Net income rose to $346,000, or 8 cents per share, compared to a net income of $301,000, or 8 cents per share, in the previous year.
Total assets as of March 31 rose slightly from Dec. 31, 1984, to $295.7 million. Deposits increased slightly from the previous year to $253 million, and total loans jumped 3% to $196.8 million.
The announcement follows Southwest's annual meeting last Friday, at which officials said that the Federal Deposit Insurance Corp.'s cease and desist order had been lifted--evidence, they said, of the company's return to financial health.
The order, issued in March, 1984, included charges relating to Southwest's problem loans, which sparked the string of losses at the Vista-based parent of Southwest Bank, SW Mortgage and Southwest Thrift & Loan Assn. Regulators ordered the company to reduce delinquent loans, replenish capital and start generating profits again.
The problems, officials believe, are over.
The increase in first-quarter net income "demonstrates the underlying strength of Southwest Bancorp," said chief executive officer Sidney Fox.
Fox stepped aside as president of Southwest Bank on Monday, making room for the promotion of Frank J. Mercardante, who most recently was executive vice president. Mercardante, 37, joined the bank in 1972 and established its centralized data processing department.

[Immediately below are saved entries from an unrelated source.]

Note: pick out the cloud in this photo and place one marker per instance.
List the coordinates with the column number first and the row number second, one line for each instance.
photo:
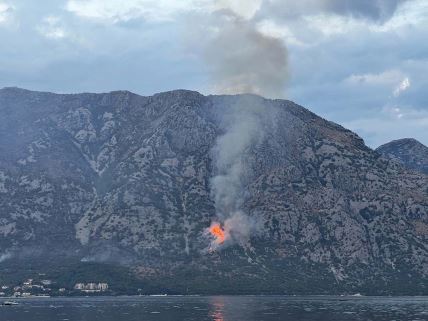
column 51, row 27
column 122, row 11
column 241, row 59
column 374, row 10
column 6, row 12
column 402, row 87
column 389, row 78
column 390, row 123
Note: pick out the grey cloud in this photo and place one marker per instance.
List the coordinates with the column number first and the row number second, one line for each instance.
column 375, row 10
column 243, row 60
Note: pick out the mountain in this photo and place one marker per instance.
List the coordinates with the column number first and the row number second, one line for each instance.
column 129, row 185
column 407, row 151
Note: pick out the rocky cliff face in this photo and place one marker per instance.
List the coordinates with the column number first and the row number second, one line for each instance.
column 409, row 152
column 128, row 179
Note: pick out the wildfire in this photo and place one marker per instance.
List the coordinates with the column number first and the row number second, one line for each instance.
column 218, row 233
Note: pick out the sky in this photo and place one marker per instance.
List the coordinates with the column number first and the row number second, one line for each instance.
column 360, row 63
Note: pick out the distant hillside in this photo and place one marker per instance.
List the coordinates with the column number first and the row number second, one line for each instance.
column 407, row 151
column 127, row 180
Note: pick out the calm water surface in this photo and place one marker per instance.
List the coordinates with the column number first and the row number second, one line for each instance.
column 219, row 308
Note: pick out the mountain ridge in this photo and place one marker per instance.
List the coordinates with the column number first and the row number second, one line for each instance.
column 126, row 179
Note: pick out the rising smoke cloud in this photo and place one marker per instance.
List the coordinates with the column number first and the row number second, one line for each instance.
column 246, row 124
column 242, row 59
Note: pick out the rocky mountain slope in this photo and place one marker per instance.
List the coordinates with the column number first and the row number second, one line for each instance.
column 408, row 152
column 127, row 180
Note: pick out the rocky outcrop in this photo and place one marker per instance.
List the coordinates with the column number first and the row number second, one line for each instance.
column 123, row 178
column 409, row 152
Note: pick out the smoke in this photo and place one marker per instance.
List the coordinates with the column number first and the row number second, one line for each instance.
column 242, row 59
column 5, row 256
column 245, row 126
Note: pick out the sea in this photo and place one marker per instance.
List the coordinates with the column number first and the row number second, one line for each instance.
column 218, row 308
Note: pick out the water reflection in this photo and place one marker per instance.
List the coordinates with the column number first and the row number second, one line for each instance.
column 217, row 304
column 220, row 308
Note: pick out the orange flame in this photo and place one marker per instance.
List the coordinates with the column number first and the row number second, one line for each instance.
column 218, row 233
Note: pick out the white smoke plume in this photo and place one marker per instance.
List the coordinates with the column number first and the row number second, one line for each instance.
column 245, row 126
column 241, row 59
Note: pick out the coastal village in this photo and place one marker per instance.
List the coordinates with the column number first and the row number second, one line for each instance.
column 46, row 288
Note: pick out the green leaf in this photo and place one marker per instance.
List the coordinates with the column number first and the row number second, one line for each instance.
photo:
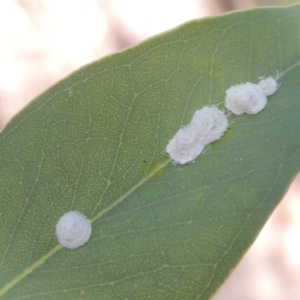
column 95, row 143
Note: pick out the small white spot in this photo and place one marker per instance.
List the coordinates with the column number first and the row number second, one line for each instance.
column 208, row 125
column 211, row 123
column 245, row 98
column 73, row 229
column 250, row 98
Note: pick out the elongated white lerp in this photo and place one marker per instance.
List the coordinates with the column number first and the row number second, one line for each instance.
column 208, row 125
column 73, row 229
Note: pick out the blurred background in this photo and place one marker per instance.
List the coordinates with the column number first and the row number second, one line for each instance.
column 42, row 41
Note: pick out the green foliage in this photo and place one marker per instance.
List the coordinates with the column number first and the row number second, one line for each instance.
column 95, row 143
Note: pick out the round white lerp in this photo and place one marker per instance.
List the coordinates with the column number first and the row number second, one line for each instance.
column 247, row 98
column 73, row 230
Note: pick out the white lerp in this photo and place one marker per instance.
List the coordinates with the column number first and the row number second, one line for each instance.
column 250, row 98
column 208, row 125
column 73, row 229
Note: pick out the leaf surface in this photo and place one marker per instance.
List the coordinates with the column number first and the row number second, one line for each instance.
column 95, row 143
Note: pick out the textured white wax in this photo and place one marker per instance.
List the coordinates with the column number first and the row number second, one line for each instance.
column 211, row 123
column 247, row 98
column 73, row 229
column 208, row 125
column 185, row 146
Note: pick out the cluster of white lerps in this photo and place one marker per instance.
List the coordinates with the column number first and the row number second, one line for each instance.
column 209, row 123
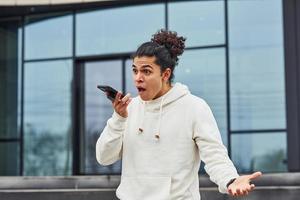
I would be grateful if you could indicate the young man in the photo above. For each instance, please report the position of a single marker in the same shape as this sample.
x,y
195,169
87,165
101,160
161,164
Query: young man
x,y
162,134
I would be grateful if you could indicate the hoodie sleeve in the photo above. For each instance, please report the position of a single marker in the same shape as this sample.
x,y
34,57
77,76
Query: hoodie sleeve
x,y
109,144
211,149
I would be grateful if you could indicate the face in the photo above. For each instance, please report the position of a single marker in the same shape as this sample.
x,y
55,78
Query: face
x,y
150,82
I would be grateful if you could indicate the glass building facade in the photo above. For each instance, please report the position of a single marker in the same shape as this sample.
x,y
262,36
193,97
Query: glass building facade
x,y
52,113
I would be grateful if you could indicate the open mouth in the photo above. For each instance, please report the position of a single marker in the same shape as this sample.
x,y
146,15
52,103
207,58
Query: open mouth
x,y
141,89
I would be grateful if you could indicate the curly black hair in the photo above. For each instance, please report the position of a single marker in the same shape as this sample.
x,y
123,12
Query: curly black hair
x,y
166,46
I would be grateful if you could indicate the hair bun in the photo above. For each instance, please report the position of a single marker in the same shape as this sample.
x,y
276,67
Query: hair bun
x,y
169,39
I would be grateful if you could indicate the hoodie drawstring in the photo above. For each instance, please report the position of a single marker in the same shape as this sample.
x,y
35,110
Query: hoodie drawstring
x,y
141,130
142,120
157,135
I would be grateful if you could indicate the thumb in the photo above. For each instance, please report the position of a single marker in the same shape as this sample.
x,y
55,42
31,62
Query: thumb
x,y
255,175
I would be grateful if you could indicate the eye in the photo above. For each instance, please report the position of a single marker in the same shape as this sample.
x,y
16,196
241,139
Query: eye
x,y
134,71
147,72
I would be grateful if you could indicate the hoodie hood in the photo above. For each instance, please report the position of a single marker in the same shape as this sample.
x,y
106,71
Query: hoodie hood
x,y
176,92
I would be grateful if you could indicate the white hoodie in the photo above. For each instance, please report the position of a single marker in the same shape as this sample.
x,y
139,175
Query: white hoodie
x,y
161,143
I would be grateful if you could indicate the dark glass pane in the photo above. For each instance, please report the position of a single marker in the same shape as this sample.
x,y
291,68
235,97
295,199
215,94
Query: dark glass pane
x,y
48,36
203,71
257,92
201,22
98,110
10,159
266,152
10,45
117,30
47,118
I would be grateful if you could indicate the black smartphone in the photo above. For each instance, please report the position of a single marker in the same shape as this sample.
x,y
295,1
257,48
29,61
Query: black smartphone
x,y
111,92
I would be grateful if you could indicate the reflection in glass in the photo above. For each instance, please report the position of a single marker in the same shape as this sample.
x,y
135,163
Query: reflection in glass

At Southwest's annual meeting, two directors were elected to the board who represent Southwest's preferred shareholders. Those investors have not been paid a dividend in the last 10 quarters, and were eligible to elect their own representatives directly to the board.
Selected were Rodger A. Graef, owner of Graef Insurance Agency, and Howard B. Levenson, chairman of Western Financial and president of Fortuna Financial.
Earlier this year, Southwest, hoping to stem the accumulating preferred dividends, encouraged its 303 preferred shareholders to swap seven shares of common stock for each share of preferred. Only about one-third of the shareholders tendered their stock.